Paulus merasa terpaksa bermegah (membual) untuk membela kerasulannya, meskipun dia tidak ingin melakukannya. Dia menegaskan bahwa dirinya tidak kalah dari para rasul palsu, meskipun dia merasa tidak berarti.
Latar belakang
Tanggung jawab yang salah tempat
Paulus sadar dia baru saja berbicara soal dirinya sendiri panjang lebar — hal yang dia benci. Tapi dia tunjuk siapa yang memaksanya: kamu. Kalau jemaat membela Paulus dari serangan rasul palsu itu, dia tidak perlu turun ke 'arena'. Tapi mereka diam, bahkan mungkin memang sengaja membiarkan Paulus dipermalukan. Kalimat terakhir sangat menyengat: aku tidak kurang dari rasul-rasul luar biasa itu, meskipun aku tidak ada apa-apanya.
Di mana
Makedonia (surat dikirim ke Korintus)
Paulus menulis dengan nada kecewa yang terselubung sindiran
Kapan
~56 M
Akhir dari bagian pembelaan diri
Yang berbicara
Paulus
Mengakui 'kebodohan' memuji diri ini adalah tanggung jawab jemaat yang tidak membelanya
Kepada
Jemaat Korintus
Gagal membela Paulus saat diserang, sehingga memaksanya membela diri sendiri
Studi kata
Kata Kunci dalam Bahasa Asli
ἄφρων
aphrōn · fool
orang bodoh, yang bertindak tanpa hikmat
ἠναγκάσατε
ēnankazate · compelled
kamu paksa, kamu desak aku ke dalam situasi ini
οὐδέν
ouden · nothing
tidak ada apa-apa, nol, tidak bernilai
Paulus jadi aphrōn (bodoh) karena jemaat ēnankazate (memaksa) dia — padahal dengan mengakui dirinya ouden (tidak ada apa-apa), dia tunjukkan paradoks terbesar: nilainya dari Allah, bukan dari klaim manusia.
Tahukah kamu
Ironi berlapis
'Meskipun aku tidak ada apa-apanya' — ini bukan rendah hati sejati, ini ironi tajam.

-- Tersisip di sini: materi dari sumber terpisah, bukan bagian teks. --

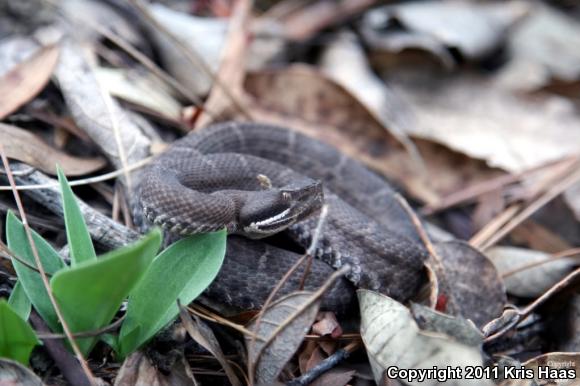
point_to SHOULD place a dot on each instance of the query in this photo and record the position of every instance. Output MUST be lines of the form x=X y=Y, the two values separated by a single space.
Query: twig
x=42 y=272
x=281 y=282
x=63 y=359
x=327 y=364
x=193 y=56
x=108 y=100
x=313 y=243
x=203 y=313
x=534 y=206
x=314 y=298
x=472 y=192
x=7 y=254
x=522 y=314
x=149 y=64
x=85 y=334
x=556 y=256
x=434 y=259
x=85 y=181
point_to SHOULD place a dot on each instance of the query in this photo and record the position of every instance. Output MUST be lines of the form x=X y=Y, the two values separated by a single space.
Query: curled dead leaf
x=281 y=330
x=393 y=338
x=532 y=281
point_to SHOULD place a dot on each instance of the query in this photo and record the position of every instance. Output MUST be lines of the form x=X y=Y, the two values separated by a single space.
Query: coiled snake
x=209 y=180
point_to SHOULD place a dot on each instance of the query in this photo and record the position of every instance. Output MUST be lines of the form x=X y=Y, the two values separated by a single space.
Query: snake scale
x=209 y=180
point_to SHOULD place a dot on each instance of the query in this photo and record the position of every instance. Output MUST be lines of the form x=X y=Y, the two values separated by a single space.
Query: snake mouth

Paulus menyentil balik: para penantangnya merasa punya segalanya, tapi Paulus dengan segala 'ketidakberartiannya' sudah mendirikan jemaat ini sendiri.
Ayat terkait
Ayat Lain yang Menggemakan 2 Korintus 12:11
Sering disalahpahami
Salah Kaprah tentang 2 Korintus 12:11
✕ Sering dikira
"Paulus mengakui dia memang lebih rendah dari para rasul lain."
✓ Yang sebenarnya
Frasa 'tidak ada apa-apa' adalah ironi — dia pakai cara bicara rasul-rasul palsu itu untuk membalikkan argumen mereka.
✕ Sering dikira
"Paulus menyalahkan jemaat sepenuhnya."
✓ Yang sebenarnya
Ini lebih kepada panggilan kesadaran: jemaat punya tanggung jawab merawat reputasi pemimpin asli mereka dari serangan yang tidak adil.
Renungan
Renungan Singkat 2 Korintus 12:11
Kita tidak perlu membuktikan diri kepada orang lain, tetapi kadang kita perlu dengan rendah hati mengakui apa yang Tuhan lakukan melalui kita. Yang penting bukan pujian manusia, tetapi kesetiaan kita pada panggilan Tuhan.
Tuhan, jauhkan aku dari kesombongan, tetapi beri aku keberanian untuk membela kebenaran dan pekerjaan-Mu ketika diperlukan. Amin.